January 18, 2021
On Peaks and Troughs
My friend @nathaliefoy posted this image last week. It’s SO GOOD! And I’ve been thinking this week a lot about peaks and troughs. When things were overwhelming in China last February. Watching cases rise in BC last spring before they got a hold on it. By April, it was our turn in Ontario and everything was terrible. When we were feeling pretty good in August, but Melbourne was on heavy lockdown. Cases exploding in Alberta in December, but by now there is improvement.
Nothing is static, is what I mean. Even if it goes on a long time, it moves from better to worse and back again. And sometimes we’re in the eye of the storm, and other times we’re onlookers, and the only way out is through.
But it’s so hard. I remember in November and December, and experts forecasting a dark winter, and I wondered, But how much darker can things get? AND NOW WE KNOW!
But guys, people in Melbourne are going to the movies. And this is the time of year anyway when you look outside, and everything appears to be dormant, ugly, grey and unchanging, and it’s easy to look at the healthcare disaster and think this is going to be it forever. But anyone who’s ever made it to an April knows this isn’t so.

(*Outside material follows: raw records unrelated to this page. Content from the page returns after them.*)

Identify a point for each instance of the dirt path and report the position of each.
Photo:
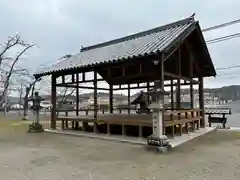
(56, 157)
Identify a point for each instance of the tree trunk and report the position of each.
(25, 104)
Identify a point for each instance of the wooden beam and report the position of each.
(176, 76)
(85, 81)
(82, 87)
(146, 86)
(53, 99)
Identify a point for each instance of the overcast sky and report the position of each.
(61, 27)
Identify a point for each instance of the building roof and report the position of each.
(139, 44)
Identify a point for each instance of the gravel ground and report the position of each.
(57, 157)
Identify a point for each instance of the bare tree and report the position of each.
(28, 83)
(8, 63)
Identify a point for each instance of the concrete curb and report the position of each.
(173, 142)
(103, 137)
(232, 129)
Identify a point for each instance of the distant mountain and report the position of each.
(226, 92)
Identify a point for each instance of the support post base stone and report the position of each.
(160, 144)
(35, 128)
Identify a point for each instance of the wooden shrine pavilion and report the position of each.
(176, 54)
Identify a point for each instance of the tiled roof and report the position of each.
(143, 43)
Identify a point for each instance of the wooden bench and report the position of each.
(217, 115)
(183, 117)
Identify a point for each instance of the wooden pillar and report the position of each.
(110, 98)
(95, 94)
(95, 99)
(162, 87)
(77, 95)
(53, 99)
(148, 88)
(191, 77)
(178, 89)
(172, 99)
(129, 99)
(77, 99)
(201, 102)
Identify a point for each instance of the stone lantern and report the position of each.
(157, 140)
(36, 126)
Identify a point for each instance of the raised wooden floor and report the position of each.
(134, 124)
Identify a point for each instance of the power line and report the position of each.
(230, 67)
(221, 25)
(223, 38)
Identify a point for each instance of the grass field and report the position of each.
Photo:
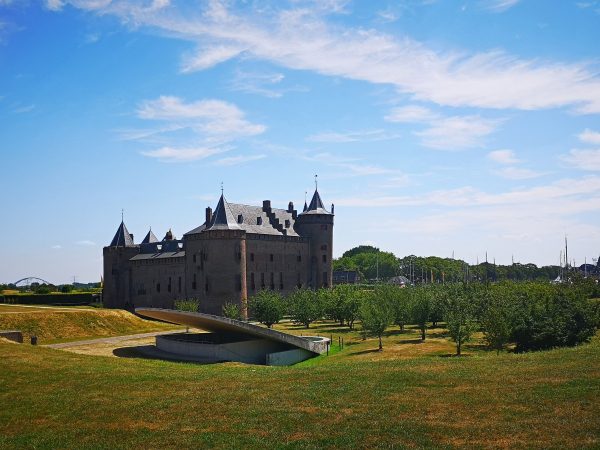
(409, 395)
(60, 324)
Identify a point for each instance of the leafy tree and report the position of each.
(375, 315)
(420, 308)
(189, 304)
(496, 320)
(232, 311)
(305, 306)
(458, 313)
(267, 307)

We’ve got to just keep going, even though it’s hard. Someone I follow shared a screenshot of an alarming tweet by a US researcher, that deaths are higher than ever. I sought the tweet out, because context is always always reassuring, and she’d gone on to tweet about how with so much out of control, it might be simplest just to throw up our arms and decide that nothing we do actually matters, but she had examples that show that this is not the case, that moving the dial is possible. That we will get through this.
Remember coming out into the light last summer? Progress is never a straight road to travel, but that’s no reason to lie in the ditch. Or at the very least, once you’ve been lying in the ditch for a little while, pull yourself up and keep going some more.